Works by Lajos Kassák at Sotheby's
Lajos Kassák Biography
Widely regarded as the main father figure of the literary Hungarian avant-garde, Lajos Kassák (1887-1967) was a dynamic and individual painter, poet, novelist, essayist and editor who brought together aesthetics and social criticism. Though Kassák resisted being identified with one particular movement and his work draws on elements from the varying artistic movements of the time. Kassák’s esteemed reputation stems from his originality of thought. His bold and innovative responses to historical and social issues position him as a pioneer of modernity in art whose voice commanded attention on an international level.
Kassák first established himself as a writer and publisher. The provocative activism and anarchism discussed in Kassák’s publications and journals – A Tett, MA, and Dokumentum to name a few – by Kassák himself and other notable artists such as Sándor Bortnyik and Béla Uitz, were targeted incessantly during the increasingly oppressive period in domestic and international politics and shut down by Hungary’s Ministry of the Interior and prosecutor’s office. After a period of imprisonment following an ideological dispute with Béla Kun, the leader of the Republic at the time, Kassák fled to Vienna in 1920 where he relaunched his magazine MA. Upon his return to Hungary in 1926, Kassák continued to write and paint.

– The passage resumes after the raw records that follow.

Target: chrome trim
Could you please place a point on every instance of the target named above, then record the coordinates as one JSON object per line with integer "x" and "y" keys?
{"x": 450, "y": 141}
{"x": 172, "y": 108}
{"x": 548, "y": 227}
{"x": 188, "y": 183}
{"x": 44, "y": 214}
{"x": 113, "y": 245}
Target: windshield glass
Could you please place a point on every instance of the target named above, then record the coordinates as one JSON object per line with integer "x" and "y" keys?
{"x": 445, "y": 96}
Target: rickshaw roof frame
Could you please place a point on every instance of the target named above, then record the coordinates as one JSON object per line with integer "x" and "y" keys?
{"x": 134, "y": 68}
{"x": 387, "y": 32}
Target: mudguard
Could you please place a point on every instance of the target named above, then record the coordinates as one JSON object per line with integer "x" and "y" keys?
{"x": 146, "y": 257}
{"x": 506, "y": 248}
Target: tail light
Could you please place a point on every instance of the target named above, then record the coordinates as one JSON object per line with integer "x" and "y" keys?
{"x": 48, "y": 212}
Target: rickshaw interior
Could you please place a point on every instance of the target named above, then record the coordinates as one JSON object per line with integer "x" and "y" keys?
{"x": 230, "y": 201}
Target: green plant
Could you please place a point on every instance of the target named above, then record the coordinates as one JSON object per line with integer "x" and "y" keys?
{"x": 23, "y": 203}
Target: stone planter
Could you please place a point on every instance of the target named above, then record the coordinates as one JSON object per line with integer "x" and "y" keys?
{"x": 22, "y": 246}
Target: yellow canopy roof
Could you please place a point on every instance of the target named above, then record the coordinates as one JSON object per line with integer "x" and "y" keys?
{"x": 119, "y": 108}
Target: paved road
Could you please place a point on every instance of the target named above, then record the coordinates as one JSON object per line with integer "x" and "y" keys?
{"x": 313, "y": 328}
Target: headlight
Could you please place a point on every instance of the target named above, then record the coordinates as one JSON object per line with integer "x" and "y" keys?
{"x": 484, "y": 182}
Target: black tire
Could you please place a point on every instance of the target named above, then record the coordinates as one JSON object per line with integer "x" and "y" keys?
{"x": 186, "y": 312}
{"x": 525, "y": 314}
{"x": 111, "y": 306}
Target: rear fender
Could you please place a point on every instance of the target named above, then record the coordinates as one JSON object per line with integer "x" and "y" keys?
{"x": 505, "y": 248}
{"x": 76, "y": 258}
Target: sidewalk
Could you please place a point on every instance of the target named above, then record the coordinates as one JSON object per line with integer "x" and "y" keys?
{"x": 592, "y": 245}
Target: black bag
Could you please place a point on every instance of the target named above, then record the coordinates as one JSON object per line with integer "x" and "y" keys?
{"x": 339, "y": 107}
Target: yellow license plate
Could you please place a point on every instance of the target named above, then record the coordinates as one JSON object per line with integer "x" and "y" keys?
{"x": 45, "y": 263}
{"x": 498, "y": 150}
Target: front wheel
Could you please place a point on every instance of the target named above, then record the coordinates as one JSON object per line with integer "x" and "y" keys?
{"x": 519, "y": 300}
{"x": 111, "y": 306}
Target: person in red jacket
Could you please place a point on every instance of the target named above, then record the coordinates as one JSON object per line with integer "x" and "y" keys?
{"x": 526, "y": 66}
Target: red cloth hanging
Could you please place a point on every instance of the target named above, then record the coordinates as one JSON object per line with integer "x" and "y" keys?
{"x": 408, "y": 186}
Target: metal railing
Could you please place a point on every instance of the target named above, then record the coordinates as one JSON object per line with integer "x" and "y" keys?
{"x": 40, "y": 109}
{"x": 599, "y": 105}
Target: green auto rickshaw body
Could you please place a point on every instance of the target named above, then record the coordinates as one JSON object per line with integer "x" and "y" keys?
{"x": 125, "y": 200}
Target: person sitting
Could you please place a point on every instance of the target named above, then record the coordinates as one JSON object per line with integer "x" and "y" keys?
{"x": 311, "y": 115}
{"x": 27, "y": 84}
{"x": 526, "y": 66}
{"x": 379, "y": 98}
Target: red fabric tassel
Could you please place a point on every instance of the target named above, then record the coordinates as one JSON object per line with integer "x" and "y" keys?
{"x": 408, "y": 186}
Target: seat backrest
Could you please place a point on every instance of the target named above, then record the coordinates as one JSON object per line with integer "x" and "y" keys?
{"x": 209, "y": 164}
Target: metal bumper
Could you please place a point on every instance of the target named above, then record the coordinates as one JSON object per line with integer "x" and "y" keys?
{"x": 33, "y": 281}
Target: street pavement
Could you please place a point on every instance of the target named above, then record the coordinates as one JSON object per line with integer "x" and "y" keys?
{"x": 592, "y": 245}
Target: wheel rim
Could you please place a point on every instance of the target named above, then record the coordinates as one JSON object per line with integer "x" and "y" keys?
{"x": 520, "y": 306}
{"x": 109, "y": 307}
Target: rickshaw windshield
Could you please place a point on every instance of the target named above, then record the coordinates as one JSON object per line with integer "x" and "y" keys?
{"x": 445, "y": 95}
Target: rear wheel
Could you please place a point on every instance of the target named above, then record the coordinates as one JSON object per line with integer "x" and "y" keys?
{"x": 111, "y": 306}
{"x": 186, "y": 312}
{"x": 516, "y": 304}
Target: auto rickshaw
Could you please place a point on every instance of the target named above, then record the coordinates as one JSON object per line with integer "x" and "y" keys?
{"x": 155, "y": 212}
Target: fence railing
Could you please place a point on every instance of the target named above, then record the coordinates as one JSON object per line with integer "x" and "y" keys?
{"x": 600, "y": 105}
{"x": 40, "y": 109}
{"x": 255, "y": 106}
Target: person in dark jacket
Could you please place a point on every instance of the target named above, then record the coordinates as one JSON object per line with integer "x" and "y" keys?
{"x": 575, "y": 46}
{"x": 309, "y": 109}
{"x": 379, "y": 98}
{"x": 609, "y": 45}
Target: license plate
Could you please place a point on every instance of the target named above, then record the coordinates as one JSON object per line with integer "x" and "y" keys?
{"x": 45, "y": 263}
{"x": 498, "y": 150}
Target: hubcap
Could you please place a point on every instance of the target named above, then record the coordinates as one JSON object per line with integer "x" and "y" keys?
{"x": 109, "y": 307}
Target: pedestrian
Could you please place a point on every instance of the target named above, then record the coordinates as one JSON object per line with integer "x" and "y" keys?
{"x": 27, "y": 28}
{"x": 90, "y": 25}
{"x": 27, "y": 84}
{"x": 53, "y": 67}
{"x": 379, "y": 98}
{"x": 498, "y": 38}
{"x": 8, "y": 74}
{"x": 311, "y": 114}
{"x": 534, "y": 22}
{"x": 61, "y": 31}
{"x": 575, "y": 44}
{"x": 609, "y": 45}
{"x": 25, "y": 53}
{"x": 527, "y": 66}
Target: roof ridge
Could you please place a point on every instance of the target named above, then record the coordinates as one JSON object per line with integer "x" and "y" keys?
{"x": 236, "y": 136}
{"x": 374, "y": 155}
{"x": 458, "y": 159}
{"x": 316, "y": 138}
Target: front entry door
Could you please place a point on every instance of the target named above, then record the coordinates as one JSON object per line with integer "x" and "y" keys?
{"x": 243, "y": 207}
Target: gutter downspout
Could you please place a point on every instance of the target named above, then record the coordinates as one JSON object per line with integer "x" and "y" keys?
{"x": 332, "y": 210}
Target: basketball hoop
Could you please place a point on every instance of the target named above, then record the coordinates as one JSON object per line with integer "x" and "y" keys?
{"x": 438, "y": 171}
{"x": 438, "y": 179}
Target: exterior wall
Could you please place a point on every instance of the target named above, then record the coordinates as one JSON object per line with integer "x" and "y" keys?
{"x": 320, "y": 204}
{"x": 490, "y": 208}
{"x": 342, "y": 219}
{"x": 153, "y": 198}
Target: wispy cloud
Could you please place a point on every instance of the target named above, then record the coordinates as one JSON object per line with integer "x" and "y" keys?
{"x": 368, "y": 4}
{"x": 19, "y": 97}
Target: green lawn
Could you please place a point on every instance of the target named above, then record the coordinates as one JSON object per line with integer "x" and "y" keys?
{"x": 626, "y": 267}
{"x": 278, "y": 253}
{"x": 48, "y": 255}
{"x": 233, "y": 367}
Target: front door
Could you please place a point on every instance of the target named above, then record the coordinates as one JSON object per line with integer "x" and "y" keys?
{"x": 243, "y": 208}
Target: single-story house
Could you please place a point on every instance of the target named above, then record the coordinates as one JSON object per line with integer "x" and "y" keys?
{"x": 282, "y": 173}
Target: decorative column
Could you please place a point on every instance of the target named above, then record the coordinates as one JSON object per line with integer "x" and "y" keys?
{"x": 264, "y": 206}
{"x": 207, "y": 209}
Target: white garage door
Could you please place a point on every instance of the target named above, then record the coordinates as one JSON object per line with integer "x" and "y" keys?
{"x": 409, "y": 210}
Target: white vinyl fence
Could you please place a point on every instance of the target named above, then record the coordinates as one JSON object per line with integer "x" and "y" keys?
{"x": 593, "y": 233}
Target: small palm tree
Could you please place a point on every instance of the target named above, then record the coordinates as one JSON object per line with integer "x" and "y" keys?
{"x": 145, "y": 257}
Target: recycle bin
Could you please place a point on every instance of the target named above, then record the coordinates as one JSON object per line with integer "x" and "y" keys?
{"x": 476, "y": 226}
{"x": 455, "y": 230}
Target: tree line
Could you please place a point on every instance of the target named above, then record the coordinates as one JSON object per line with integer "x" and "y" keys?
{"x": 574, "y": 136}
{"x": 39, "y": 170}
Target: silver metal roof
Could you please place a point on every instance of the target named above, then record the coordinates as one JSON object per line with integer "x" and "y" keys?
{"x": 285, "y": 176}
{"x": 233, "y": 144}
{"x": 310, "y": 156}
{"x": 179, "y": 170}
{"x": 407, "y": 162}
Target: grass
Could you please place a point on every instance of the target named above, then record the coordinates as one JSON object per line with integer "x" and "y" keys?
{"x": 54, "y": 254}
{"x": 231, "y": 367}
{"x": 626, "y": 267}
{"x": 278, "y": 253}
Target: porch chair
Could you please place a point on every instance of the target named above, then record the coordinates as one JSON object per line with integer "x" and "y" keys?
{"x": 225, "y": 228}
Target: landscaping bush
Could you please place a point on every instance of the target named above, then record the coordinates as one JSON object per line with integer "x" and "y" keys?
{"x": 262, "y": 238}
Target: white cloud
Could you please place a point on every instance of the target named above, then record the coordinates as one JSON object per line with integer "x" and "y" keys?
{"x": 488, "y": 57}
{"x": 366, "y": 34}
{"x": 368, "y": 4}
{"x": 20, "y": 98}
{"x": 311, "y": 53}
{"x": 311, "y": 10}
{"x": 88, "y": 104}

Only after making his name as a writer did Kassák enter the realm of the visual arts. His work shows great influence of the diverse and myriad movements pervading Europe in the twentieth century, combining Futurist, Abstractionist, Constructivist and at times Impressionist elements in his pieces. Kassák’s introduction to the visual arts started with “image poems” which he published in his journal MA. From here, he progressed to creating Dadaist-inspired front covers for the journal which relied on letter and object motifs. But Kassák and his other artist writers for MA rapidly shifted from Expressionist and Dadaist artwork towards a more reductive form of geometric abstraction, or rather specifically, Constructivism. In Kassák’s Constructivist “picture architectures”, as he called them, he distinguished spatial constructions from dynamic constructions, employing a rigid shaping form that differentiated his work from that of other Abstractionist and Constructivist artists of the time. Though Kassák was forced later in his career to take a three-decade hiatus from art due to the oppressive regime he opposed, his work was still widely recognised internationally, and he participated in solo and group exhibitions in Paris, Munich, New York, London, Geneva, Cologne, Zurich and Turin.
Kassák also spent a brief period involved in politics, becoming a member of Parliament for the Social Democratic Party in 1947, but after the Communist takeover he was removed from his position and his journals closed down. He became accepted as a writer only in 1956, but still had significant restrictions imposed by the government on his artistic production. In 1957, Kassák was virtually completely silenced by the Party’s censorship rules. Nevertheless, though he was forbidden from travelling, exhibiting and publishing, Kassák’s extant artwork continued to inspire artists on both a domestic and international scale.